Peinlich überrascht und ganz von den Socken über die „freundschaftliche Atmosphäre beim verketzerten Klassenfeind“ CSU zeigte sich ja gerade Wolf Biermann bei deren Klausurtagung in Kreuth. Der Ex-Kommunist bei den Schwarzen: Ach, wie bin ich doch eckig und kantig und im Lande der einzige Demokrat! Doch interessanter als die eitle Nonkonformistennummer des großen Poeten waren die Christsozialen, wie sie vor Weltoffenheit beinahe platzten: Bruhaha, eine Mafia, eine Bande hat er uns genannt! Und: Da schau her, wie er unsere unmenschliche Ausländerpolitik geißelt! Wie sie sich aber andererseits genüßlich ihr Weltbild stabilisieren ließen: Mucksmäuschenstill sollen die Herren Biermanns Stasi-Erzählungen gelauscht haben, als hörten sie davon zum allerersten Mal. Und dann seinen Schilderungen, wie es den Ostdeutschen heute längst „zu gut“ gehe, indem sie, so Biermann angeblich laut Focus, „im C-Klasse- Mercedes“ säßen und über die Zeitläufe schwadronierten; mehrheitlich vermutlich in Brandenburg und Mecklenburg?

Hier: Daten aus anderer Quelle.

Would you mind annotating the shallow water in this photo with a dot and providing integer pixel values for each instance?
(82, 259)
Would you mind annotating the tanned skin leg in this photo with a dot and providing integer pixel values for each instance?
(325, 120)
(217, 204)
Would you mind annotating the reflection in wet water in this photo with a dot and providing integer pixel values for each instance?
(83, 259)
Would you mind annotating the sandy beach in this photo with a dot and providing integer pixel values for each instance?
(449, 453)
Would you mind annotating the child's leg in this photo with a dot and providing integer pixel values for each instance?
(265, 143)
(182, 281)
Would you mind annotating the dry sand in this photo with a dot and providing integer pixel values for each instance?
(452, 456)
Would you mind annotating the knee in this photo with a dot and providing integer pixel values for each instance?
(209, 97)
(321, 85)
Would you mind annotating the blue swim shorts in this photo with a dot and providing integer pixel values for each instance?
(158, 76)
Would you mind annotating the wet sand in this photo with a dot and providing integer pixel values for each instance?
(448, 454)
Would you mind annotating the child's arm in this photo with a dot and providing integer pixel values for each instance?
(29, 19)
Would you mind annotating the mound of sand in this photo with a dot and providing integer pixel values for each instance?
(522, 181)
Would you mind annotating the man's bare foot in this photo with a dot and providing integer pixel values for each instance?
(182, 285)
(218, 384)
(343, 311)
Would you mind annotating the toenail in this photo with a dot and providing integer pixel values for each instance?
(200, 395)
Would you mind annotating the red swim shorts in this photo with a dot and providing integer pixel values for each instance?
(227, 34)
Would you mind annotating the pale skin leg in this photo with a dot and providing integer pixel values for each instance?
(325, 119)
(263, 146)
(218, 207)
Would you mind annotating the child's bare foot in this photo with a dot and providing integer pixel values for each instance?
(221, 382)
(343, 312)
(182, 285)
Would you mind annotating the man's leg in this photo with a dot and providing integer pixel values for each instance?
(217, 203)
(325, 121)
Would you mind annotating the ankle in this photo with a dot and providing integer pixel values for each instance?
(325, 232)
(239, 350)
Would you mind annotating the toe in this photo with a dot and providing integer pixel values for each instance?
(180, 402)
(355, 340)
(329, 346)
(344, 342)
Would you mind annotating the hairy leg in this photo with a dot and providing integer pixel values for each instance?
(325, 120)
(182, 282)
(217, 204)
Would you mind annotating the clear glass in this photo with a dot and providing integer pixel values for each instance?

Daß Biermann ihnen auch noch Absolution für ihre Regionalegoismen erteilen würde, hätten Waigel & Co. wohl nicht zu träumen gewagt. Am Ende drückte der Wolf den Löwen gar im Spiegel seine „Bewunderung“ aus, „daß diese ewig hinterwäldlerischen Urbayern, über die wir so billig unsere urbanen Witzchen reißen, eigentlich durch die Gunst der Epoche jetzt besser dastehen als“ – sic! – „wir Deutschen“. Wer lacht wohl zur Zeit über wen?

Dabei dankt ja der südliche Sonderweg seinen technologischen Vorsprung nicht zuletzt den jahrzehntelangen „deutschen“ Finanzspritzen. Bis heute hängt Bayern am europäischen Agrartropf. Von sozialer Ausgrenzung wollen wir nicht reden. Verzögert und langsamer zwar als im mit alten Industrien verbauten Norden, steigt doch auch hier die Arbeitslosigkeit. Und all das erkennen selbst Teile der CSU, die ja nicht nur eine „Spezl“-Wirtschaft ist, sondern eine munter und höchst demokratisch „zerstrittene“ Volkspartei.

Bloß heil ist die bayerische Welt also doch nicht; Föhn macht auch Kopfschmerz. Unser urbayerischer Nachbar ist gestern sogar richtig explodiert. Ein eleganter Herr im weißen Trenchcoat. Jetzt aber schrie er ohne Vorwarnung urplötzlich los: „Ich will einen Winter! Einen WINTER! Sofort!“ Und wie im Fellini-Film fuhr es aus ihm heraus: „Schnee! Ich will Schnee!“ In letzter Frage sind Bayern auf ganz altmodische Weise konservativ.